Chhatbar Pratik Y, Francis Joseph T
Joint Graduate Program in Biomedical Engineering between SUNY Downstate Medical Center and Polytechnic Institute of New York University at Brooklyn, NY 11203, USA.
Annu Int Conf IEEE Eng Med Biol Soc. 2010;2010:1686-90. doi: 10.1109/IEMBS.2010.5626832.
Use of neural activity to predict kinematic variables such as position, velocity and direction etc of movements has been implemented in real-time control of robotic systems and computer cursors. In everyday life, however, we generate variable amounts of force to manipulate objects of different inertial properties or to follow the same trajectory under different external dynamic environments like air or water.
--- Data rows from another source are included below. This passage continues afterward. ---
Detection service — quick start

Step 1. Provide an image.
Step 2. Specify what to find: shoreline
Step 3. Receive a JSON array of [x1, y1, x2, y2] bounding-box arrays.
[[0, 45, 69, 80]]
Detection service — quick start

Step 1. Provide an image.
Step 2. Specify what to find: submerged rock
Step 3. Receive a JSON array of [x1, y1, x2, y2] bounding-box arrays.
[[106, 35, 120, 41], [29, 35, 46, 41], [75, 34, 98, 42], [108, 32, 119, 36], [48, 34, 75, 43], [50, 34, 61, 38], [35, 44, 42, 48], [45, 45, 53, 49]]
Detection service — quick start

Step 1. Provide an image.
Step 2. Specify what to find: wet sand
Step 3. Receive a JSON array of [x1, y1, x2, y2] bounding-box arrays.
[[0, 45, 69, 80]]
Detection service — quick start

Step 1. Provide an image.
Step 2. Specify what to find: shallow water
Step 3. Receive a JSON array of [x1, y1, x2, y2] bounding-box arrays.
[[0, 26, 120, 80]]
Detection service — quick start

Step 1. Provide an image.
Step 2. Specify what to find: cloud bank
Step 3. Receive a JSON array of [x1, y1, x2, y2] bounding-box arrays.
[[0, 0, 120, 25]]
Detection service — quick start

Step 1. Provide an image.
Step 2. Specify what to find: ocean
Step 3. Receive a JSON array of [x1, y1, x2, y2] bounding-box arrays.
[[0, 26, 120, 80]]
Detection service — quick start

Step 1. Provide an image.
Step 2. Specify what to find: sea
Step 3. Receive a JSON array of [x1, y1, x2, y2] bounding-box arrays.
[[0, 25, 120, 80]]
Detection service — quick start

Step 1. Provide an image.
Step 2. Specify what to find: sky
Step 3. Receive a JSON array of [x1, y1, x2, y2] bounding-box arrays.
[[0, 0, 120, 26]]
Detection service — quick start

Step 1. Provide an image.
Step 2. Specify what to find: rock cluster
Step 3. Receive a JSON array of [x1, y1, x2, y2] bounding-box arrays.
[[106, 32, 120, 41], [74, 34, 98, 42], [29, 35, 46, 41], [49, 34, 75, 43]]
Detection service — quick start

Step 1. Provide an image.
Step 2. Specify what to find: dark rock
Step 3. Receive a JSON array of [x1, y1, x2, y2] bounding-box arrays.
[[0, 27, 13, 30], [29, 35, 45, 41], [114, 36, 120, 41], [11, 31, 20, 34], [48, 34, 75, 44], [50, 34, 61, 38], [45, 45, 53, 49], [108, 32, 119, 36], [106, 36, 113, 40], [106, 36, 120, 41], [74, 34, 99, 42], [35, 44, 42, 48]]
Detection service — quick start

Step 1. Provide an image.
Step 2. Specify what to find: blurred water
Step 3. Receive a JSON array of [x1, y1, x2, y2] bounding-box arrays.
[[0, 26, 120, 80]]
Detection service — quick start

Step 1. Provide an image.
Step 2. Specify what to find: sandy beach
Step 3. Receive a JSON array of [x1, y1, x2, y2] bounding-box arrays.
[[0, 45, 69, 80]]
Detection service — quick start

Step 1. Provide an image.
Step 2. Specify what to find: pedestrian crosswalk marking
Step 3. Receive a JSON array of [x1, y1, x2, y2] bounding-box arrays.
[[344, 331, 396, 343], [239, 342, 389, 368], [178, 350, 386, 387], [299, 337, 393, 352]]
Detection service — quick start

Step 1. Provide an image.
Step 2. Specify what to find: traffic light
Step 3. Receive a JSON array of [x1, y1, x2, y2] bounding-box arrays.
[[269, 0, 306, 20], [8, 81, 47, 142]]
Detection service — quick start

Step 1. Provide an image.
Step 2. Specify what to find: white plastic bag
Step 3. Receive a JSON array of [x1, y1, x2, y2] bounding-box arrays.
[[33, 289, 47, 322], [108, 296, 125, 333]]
The resultant work during such movements, and its time derivative power, should depend on the dynamics of the movement. In order to give the users of a brain-machine interface (BMI) comprehensive control of a prosthetic limb under different dynamic conditions, it is imperative to consider the dynamics-related parameters like end-effector forces, joint torques or power. In this paper, we show distribution patterns of two such dynamics parameters - force and power - and their predictive efficiency under different dynamic environmental conditions. We intend to find the force-related parameter, which has optimal predictive efficiency across different dynamic environments that is generalization. Our ultimate goal is to materialize a force-based brain-machine interface (fBMI).
利用神经活动来预测运动的运动学变量,如位置、速度和方向等,已在机器人系统和计算机光标实时控制中得以实现。然而,在日常生活中,我们会产生不同大小的力来操纵具有不同惯性属性的物体,或在诸如空气或水等不同外部动态环境下遵循相同轨迹。这种运动过程中的合成功及其时间导数功率应取决于运动的动力学特性。为了让脑机接口(BMI)的用户在不同动态条件下对假肢进行全面控制,必须考虑与动力学相关的参数,如末端执行器力、关节扭矩或功率。在本文中,我们展示了两个这样的动力学参数——力和功率——的分布模式及其在不同动态环境条件下的预测效率。我们旨在找到在不同动态环境下具有最佳预测效率(即泛化性)的与力相关的参数。我们的最终目标是实现基于力的脑机接口(fBMI)。